Maybe it’s my age showing, maybe it’s my desire for clarity, and maybe it is a simple as my brain fully understands what you are supposed to know. In other words, I’ve thought that thought so many times that I’m sure I’ve said it out loud and I’m sure you’ve heard it. But you are doing anything about it. So confusing.

How many times have you experienced frustration over communication? It’s like a highway where my car is cruising along at 60, and so is yours. We are headed to our destinations, different ones because our days entail different tasks. We pass each other in a very few seconds on the road, barely enough to recognize that we know each other. And, in the nanosecond we both have expectations. On the road we expect we will stay in our own lanes, and to be respectful to indicate the passing, not staying in each other’s blind spots, right?

Communication has basic rules as well. Some are called social graces – like please and thank you. Others are workplace driven – deferring to positions of authority in a meeting, calendaring meetings and deadlines and including others who are impacted, and responding to clients within an established timeline.

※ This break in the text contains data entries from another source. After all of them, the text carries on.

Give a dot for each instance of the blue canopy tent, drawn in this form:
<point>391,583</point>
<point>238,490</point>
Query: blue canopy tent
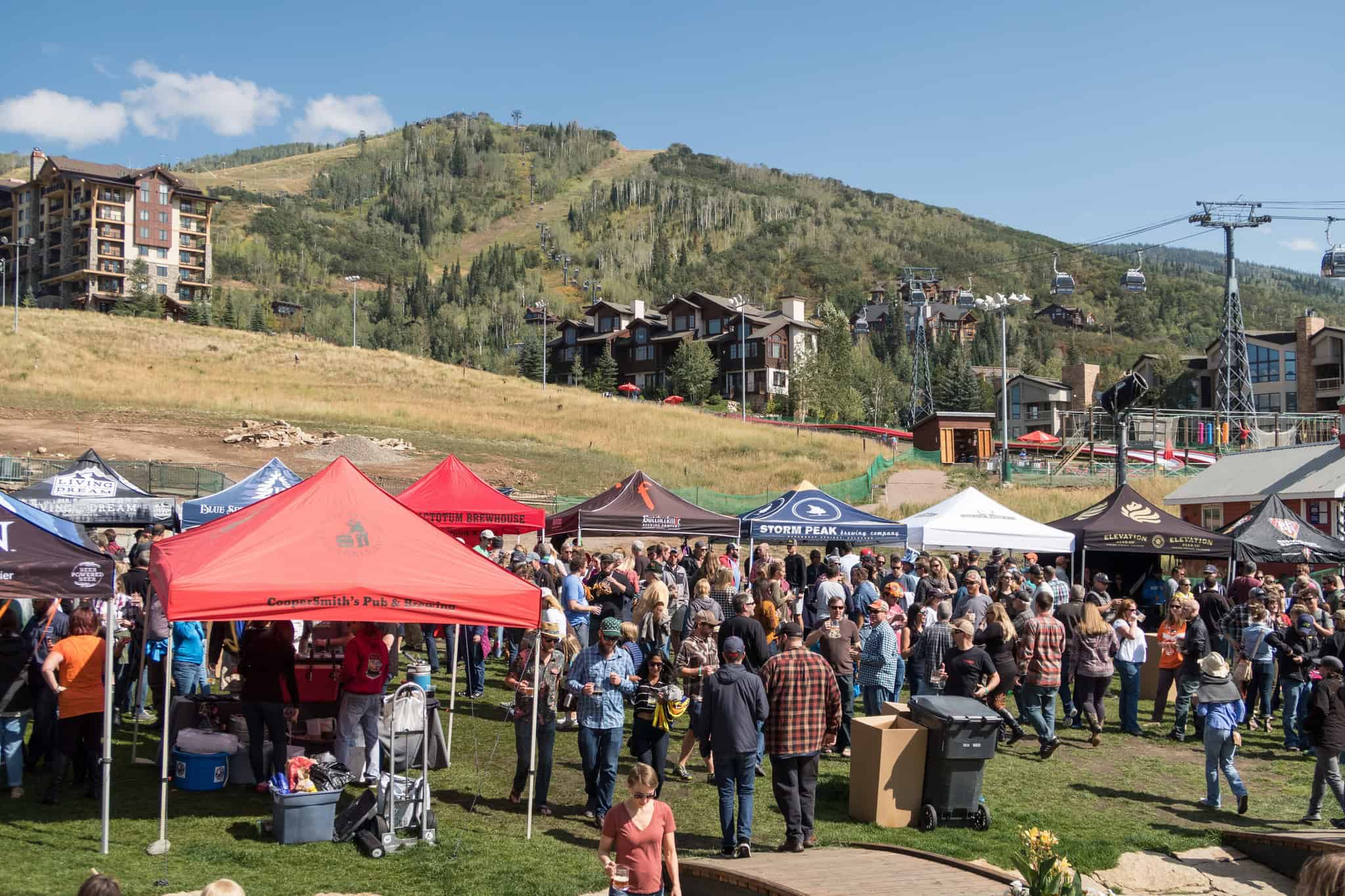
<point>811,516</point>
<point>272,479</point>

The harder parts of communication are unsaid. How many times are you a participant in a strategic planning process that only becomes common knowledge after months or longer of meetings and retreats? How about office relocation projects or tenant improvement projects? The communication frequency and content is often regulated by a project lead, limiting the knowledge of those impacted the most – your end users, your front line, your first responders to clients.

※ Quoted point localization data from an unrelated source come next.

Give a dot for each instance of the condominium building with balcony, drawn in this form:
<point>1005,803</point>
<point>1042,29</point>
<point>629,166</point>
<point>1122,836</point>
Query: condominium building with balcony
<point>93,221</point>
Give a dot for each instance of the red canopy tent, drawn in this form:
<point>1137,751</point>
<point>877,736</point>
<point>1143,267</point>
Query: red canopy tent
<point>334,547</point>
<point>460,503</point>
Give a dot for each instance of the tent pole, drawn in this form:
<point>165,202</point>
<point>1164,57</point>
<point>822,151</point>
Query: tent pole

Once you think about this through a new lens you see the damage that control and command of communication can cause, most importantly, damage to trust. I don’t have to love everyone I work with (although isn’t that lovely to consider?), but to maximize profit I do have to trust them. The success of my organization depends on a strong foundation, and those pillars are built with every communication.

How does communication flow in your firm? What information do you hold that others would benefit from knowing? How can you communicate with your people in a way that honors the necessity of confidentiality and also provides transparency?

I’m headed out to the car. I’ll see you on the road.